On November 3rd, he wrote requesting “individual replies . . . as soon as possible” to 12 letters addressed to him by students at Sacred Heart School in Westport. The dozen letters, which had almost identical wording and were written on school notepaper, sought to know when the referendum would be introduced.

He sought a further reply from the department a week later to an almost identical letter written on children’s notepaper, and on November 12th he wrote seeking an “appropriate reply” to a letter from the secretary of the Belmullet branch of the Society for the Protection of the Unborn Child.

The flurry of correspondence prompted some discussion in the department as to how to respond to such letters. Officials suggested a protocol whereby letters from TDs requesting government policy would receive the taoiseach’s signature but third-party letters would be signed by his private secretary.

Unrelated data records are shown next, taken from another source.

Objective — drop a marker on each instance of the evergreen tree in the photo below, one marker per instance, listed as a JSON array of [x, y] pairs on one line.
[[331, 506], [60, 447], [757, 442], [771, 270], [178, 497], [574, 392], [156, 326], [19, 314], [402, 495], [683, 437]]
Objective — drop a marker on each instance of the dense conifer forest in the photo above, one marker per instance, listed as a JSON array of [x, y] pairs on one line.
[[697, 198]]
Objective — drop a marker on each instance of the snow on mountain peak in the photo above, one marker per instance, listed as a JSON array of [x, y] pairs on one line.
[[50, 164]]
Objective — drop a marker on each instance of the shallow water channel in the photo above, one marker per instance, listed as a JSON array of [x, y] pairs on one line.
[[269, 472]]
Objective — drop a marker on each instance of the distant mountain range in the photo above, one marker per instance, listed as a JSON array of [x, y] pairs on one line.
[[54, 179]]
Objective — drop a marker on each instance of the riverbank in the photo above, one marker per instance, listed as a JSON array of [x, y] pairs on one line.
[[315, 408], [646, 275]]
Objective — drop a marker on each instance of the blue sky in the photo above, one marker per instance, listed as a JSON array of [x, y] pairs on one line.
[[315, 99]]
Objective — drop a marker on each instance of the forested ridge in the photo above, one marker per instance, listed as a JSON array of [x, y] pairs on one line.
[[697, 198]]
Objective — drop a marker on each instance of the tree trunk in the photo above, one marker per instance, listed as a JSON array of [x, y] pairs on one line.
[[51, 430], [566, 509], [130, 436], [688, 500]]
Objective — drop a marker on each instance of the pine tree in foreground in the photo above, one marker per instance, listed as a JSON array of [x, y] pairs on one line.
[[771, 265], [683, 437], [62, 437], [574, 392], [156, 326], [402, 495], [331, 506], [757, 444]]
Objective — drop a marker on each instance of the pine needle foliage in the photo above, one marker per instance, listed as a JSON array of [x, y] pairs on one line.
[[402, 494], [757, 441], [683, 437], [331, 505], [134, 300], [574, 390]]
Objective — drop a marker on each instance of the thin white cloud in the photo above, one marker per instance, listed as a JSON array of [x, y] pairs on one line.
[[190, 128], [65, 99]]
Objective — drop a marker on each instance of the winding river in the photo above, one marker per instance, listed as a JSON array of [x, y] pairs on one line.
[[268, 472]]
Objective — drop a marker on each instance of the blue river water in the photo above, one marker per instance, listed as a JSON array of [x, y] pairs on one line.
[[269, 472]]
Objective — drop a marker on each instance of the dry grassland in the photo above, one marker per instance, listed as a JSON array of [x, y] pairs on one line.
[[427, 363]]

All contained the holding statement that the government was committed to the referendum and the wording was being examined by the attorney general.

Kenny wrote again to the department in June 1982, making representations for a Co Mayo priest who had urged the TD to “press urgently for the referendum”.

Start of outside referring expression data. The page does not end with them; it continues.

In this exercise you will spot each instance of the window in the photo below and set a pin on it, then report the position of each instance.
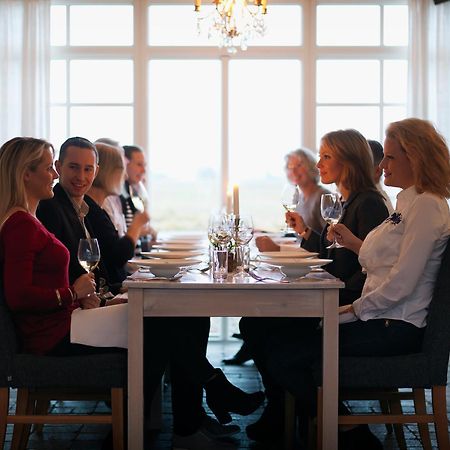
(138, 72)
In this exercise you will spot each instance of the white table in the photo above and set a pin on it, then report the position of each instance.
(197, 295)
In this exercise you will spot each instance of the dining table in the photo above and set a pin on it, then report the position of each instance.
(197, 294)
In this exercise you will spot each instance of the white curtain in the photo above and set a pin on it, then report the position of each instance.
(429, 63)
(24, 68)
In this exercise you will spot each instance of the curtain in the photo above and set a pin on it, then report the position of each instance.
(24, 68)
(429, 63)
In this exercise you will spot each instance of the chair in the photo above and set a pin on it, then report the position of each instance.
(41, 378)
(424, 370)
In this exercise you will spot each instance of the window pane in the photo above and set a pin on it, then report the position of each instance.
(395, 81)
(101, 25)
(58, 85)
(265, 124)
(283, 26)
(365, 119)
(58, 25)
(393, 114)
(340, 81)
(101, 81)
(176, 25)
(395, 25)
(58, 126)
(348, 25)
(185, 142)
(93, 122)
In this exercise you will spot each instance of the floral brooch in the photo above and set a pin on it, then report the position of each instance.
(394, 218)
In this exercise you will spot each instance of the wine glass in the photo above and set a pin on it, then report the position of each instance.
(88, 254)
(290, 198)
(242, 234)
(331, 210)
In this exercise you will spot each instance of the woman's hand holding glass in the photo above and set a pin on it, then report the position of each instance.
(331, 210)
(344, 237)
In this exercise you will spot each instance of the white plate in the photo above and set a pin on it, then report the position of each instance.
(181, 262)
(303, 262)
(180, 247)
(287, 254)
(163, 254)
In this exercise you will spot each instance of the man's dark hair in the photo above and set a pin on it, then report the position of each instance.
(76, 142)
(377, 151)
(130, 149)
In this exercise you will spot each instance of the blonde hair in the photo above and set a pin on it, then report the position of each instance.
(16, 157)
(110, 161)
(427, 152)
(352, 150)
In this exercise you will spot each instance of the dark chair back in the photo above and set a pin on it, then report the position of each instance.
(8, 342)
(436, 344)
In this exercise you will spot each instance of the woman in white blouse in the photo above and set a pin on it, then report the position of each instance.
(401, 257)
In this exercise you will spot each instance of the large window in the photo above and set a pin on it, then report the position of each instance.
(136, 71)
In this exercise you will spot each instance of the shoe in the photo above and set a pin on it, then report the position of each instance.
(213, 429)
(358, 438)
(200, 441)
(270, 426)
(242, 356)
(223, 397)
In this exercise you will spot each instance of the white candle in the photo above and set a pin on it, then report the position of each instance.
(236, 200)
(229, 200)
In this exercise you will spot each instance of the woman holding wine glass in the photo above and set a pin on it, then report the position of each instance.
(346, 160)
(303, 190)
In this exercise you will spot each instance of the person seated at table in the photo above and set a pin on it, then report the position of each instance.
(377, 153)
(402, 258)
(301, 170)
(346, 160)
(182, 342)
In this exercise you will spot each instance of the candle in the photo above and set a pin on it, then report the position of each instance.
(236, 200)
(229, 200)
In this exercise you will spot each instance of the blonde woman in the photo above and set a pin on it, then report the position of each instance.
(402, 258)
(34, 263)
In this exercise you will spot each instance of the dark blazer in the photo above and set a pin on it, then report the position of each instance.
(115, 250)
(59, 217)
(363, 211)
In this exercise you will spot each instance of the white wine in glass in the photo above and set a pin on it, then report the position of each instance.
(331, 210)
(88, 254)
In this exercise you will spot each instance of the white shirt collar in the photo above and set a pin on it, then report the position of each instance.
(405, 197)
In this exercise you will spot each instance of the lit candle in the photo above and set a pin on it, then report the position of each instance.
(236, 200)
(229, 200)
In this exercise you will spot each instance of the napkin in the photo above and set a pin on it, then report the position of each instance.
(100, 327)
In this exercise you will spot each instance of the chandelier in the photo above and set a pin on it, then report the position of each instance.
(234, 22)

In the one-paragraph letter, the priest wrote “the sooner this legislation goes through and is added to our Constitution the less chance there is of the ‘free thinking’ public’s ideas getting a stronghold on our youth and in our Country”.

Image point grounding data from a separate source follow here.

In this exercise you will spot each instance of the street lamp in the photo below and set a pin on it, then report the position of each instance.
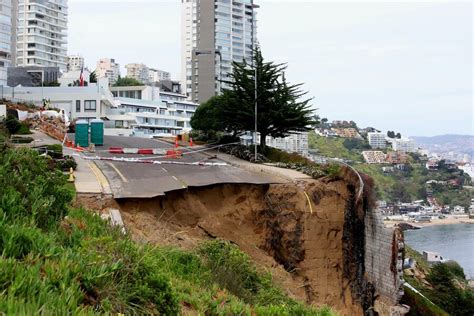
(217, 52)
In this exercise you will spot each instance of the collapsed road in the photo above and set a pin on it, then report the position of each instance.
(137, 180)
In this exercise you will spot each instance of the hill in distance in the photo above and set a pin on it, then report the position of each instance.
(461, 144)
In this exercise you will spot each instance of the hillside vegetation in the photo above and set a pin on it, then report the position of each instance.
(332, 147)
(444, 286)
(400, 185)
(59, 260)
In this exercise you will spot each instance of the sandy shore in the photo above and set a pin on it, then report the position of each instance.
(450, 220)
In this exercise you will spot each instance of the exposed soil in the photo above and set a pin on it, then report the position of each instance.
(301, 243)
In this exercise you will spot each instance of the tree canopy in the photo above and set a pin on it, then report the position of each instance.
(281, 108)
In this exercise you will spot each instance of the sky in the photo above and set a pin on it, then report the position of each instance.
(403, 66)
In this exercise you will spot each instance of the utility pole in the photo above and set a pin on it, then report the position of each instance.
(256, 95)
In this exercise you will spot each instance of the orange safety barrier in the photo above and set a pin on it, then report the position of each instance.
(173, 153)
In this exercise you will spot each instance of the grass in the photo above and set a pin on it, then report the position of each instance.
(447, 289)
(383, 182)
(332, 147)
(55, 259)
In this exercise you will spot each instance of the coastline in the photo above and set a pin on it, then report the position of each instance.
(450, 220)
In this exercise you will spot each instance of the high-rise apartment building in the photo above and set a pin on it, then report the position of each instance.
(156, 75)
(75, 63)
(138, 72)
(214, 33)
(108, 68)
(42, 33)
(8, 22)
(377, 140)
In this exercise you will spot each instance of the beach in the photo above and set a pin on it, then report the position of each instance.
(449, 220)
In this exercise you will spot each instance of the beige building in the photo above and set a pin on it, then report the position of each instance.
(213, 35)
(108, 68)
(75, 63)
(138, 72)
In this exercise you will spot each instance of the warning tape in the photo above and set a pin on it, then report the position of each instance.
(154, 162)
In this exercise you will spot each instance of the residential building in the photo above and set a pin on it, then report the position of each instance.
(156, 113)
(32, 76)
(397, 157)
(374, 157)
(294, 143)
(42, 33)
(156, 75)
(75, 63)
(377, 140)
(214, 33)
(404, 145)
(78, 102)
(347, 132)
(138, 72)
(8, 24)
(108, 68)
(72, 78)
(169, 86)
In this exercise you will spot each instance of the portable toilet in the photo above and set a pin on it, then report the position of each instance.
(97, 132)
(82, 133)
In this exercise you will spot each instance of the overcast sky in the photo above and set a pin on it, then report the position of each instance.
(400, 66)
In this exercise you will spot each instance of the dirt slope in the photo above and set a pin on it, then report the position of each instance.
(298, 236)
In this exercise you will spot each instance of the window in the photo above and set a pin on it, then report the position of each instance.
(90, 105)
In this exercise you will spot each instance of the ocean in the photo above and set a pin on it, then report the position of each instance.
(455, 242)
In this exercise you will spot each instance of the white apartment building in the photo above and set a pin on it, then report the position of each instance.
(214, 33)
(404, 145)
(155, 113)
(294, 143)
(85, 103)
(155, 75)
(377, 140)
(138, 72)
(75, 63)
(8, 23)
(108, 68)
(42, 33)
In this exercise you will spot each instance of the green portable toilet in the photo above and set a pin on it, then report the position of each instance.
(82, 133)
(97, 132)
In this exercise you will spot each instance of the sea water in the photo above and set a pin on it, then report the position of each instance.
(454, 242)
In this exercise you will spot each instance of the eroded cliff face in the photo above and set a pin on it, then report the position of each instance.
(310, 235)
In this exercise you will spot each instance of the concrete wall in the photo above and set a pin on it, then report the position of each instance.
(31, 76)
(383, 263)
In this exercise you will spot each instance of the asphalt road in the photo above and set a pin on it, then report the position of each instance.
(137, 180)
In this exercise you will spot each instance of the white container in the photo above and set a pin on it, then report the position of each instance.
(3, 111)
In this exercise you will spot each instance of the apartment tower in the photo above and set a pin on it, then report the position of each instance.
(75, 63)
(108, 68)
(42, 33)
(214, 33)
(8, 22)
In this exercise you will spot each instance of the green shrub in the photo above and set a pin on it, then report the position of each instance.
(447, 291)
(420, 305)
(30, 190)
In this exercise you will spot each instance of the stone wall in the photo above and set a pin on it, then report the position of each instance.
(383, 263)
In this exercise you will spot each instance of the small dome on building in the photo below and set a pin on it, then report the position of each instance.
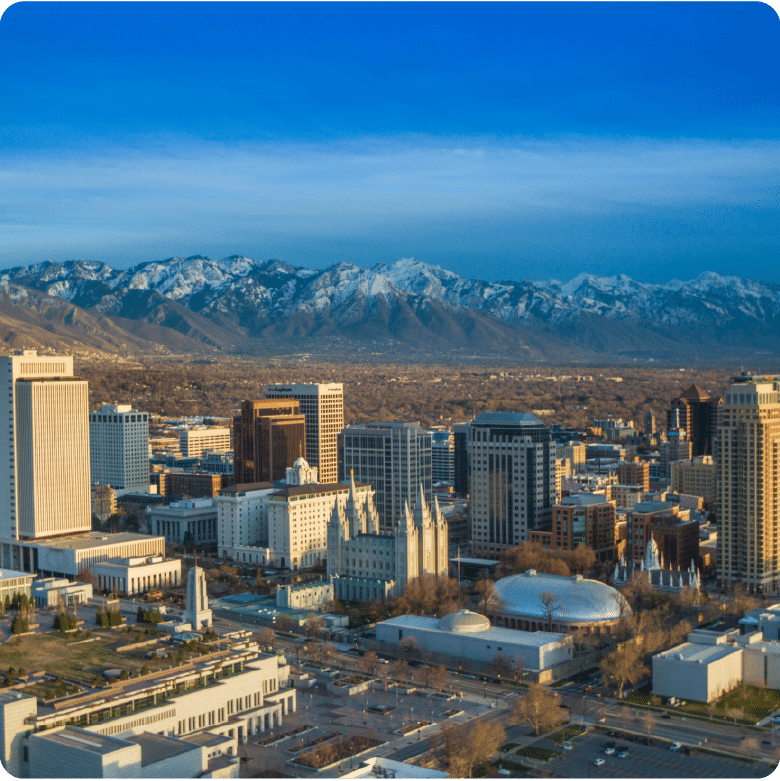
(464, 622)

Kenny forwarded the correspondence to then taoiseach Charles Haughey, adding: “I would appreciate your comments and up to date position regarding this complex matter.”

The vast majority of the correspondence received by the department at the time was strongly in favour of the referendum. Dozens of letters were sent by religious congregations, including the Little Sisters of the Assumption, who wrote to FitzGerald before the February 1982 general election saying “over the past week-end we heard rumours that you are for abortion” and seeking clarification. FitzGerald replied, saying he was “very disturbed” to learn of such “malicious” hearsay.

One of the few voices against the referendum was the multidenominational Irish Council of the Churches, which wrote to say it was “firmly opposed to indiscriminate abortion” but stressed this “should be a matter for legislation by the Oireachtas and not for definition by the constitution”.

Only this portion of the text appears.